Dopo il caso di Marta ne fioccano altrettanti sulle croci per i feti sepolti nei cimiteri romani con scritto il nome della donna. Marta scopre di dover ricorrere a un aborto terapeutico dopo la 20esima settimana di gravidanza e, con tutto il dolore che comporta, a inizio anno si sottopone all’intervento all’ospedale San Camillo di Roma. In estate scopre che il feto è stato seppellito al cimitero Flaminio, che sulla lapide c’è una croce bianca in legno e c’è scritto il suo nome e cognome. La donna denuncia l’accaduto con un post su facebook e la politica e le associazioni si mobilitano in massa.

Ieri la stessa cosa è accaduta a un’altra donna che ha trovato il proprio nome su una tomba al cimitero Flaminio di Roma, neanche lei aveva chiesto la sepoltura. Come le altre che l’associazione «Differenza Donna» ha contattato dopo aver visto i loro nomi sulle croci.

L’ospedale San Camillo, dove è avvenuto l’aborto terapeutico di Marta, con una nota ufficiale spiega che la struttura «non ricopre nessuna funzione né responsabilità sulle modalità di sepoltura del feto». Attività che «sono di completa ed esclusiva competenza di Ama». «Se problema di violazione della privacy vi è stato», spiega il direttore generale Fabrizio d’Alba, «questo non è riferibile alle attività dell’azienda ospedaliera e della Asl, ma è avvenuto all’interno del cimitero Flaminio». Ama, interpellata dal manifesto, ribadisce di aver agito «per garantire l’identificabilità delle sepolture». Ama parla di una sepoltura «effettuata su specifico input dell’ospedale e autorizzata dalla Asl». «Semplici esecutori dei regolamenti», spiegano, «non abbiamo nessun ruolo in simili decisioni». Quanto al segno funerario (la croce), «è quello tradizionalmente in uso, in mancanza di una diversa volontà». E il nome della madre sulla tomba? «L’epigrafe deve in ogni caso, in assenza di un nome assegnato, riportare alcune indicazioni basilari per individuare la sepoltura».

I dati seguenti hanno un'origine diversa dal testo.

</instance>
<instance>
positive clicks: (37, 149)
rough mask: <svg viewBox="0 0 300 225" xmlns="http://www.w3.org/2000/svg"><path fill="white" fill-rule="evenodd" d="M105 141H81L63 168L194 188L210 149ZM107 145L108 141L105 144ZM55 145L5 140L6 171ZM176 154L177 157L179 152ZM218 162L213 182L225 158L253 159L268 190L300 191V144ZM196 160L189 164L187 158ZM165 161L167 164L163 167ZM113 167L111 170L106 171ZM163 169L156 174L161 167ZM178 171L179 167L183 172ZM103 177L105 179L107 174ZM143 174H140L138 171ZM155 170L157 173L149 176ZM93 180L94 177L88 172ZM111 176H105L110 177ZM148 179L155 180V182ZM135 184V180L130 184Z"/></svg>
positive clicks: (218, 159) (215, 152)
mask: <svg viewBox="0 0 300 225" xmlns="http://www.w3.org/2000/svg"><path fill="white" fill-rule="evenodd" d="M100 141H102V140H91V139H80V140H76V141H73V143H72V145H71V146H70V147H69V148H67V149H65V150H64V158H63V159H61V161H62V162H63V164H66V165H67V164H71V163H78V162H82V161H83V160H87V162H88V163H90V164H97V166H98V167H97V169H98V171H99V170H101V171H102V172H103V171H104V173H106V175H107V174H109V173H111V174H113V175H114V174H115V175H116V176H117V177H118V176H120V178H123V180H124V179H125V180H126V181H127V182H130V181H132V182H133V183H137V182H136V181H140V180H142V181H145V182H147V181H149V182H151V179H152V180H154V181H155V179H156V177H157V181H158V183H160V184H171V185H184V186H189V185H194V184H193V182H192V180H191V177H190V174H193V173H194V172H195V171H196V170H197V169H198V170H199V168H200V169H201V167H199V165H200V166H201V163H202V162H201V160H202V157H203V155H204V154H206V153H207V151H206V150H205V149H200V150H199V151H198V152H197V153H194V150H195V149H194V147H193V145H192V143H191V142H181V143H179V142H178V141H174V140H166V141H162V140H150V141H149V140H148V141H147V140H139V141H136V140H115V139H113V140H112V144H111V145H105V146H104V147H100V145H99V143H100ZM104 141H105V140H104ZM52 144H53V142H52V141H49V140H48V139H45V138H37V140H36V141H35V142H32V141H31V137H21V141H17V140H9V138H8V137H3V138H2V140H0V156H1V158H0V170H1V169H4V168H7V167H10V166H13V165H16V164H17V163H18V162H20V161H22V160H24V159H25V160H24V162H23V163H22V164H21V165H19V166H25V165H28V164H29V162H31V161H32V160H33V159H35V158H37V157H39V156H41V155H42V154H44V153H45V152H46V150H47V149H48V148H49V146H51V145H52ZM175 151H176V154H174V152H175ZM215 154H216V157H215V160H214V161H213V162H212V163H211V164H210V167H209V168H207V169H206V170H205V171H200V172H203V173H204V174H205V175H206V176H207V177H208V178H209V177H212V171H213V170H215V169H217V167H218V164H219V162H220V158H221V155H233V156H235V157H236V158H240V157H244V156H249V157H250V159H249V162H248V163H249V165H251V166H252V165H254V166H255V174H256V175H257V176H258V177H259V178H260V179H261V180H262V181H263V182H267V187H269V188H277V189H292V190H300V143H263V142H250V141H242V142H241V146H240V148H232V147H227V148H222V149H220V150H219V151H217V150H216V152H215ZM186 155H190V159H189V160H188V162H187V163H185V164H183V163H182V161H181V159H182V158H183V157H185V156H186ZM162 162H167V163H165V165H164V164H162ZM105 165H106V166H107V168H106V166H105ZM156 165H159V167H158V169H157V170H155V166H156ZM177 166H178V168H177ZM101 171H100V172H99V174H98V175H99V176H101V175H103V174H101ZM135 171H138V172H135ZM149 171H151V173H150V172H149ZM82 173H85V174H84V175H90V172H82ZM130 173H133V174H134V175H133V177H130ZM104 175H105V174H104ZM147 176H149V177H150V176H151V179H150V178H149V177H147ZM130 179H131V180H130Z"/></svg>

Ora il Garante della Privacy «ha deciso di aprire un’istruttoria per fare luce su quanto accaduto e sulla conformità dei comportamenti, adottati dai soggetti pubblici coinvolti, con la disciplina sulla privacy».

Intanto Cathy La Torre, avvocata e attivista bolognese per i diritti civili, è pronta col suo studio Wildside-Human First a citare per danni chi ha deciso di mettere quei nomi di donne sulle croci. E ha aperto una mail per raccogliere storie di donne che hanno subito questa violazione. «Si tratta di una inaudita violazione della privacy e in particolare del regolamento europeo del 2016 che vieta di trattare dati genetici, relativi alla salute o alla vita sessuale della persona». La pratica della sepoltura dei feti all’insaputa delle madri si sta allargando a macchia d’olio in tutta Italia. Secondo la Torre «ci sono almeno 80 cimiteri dei feti».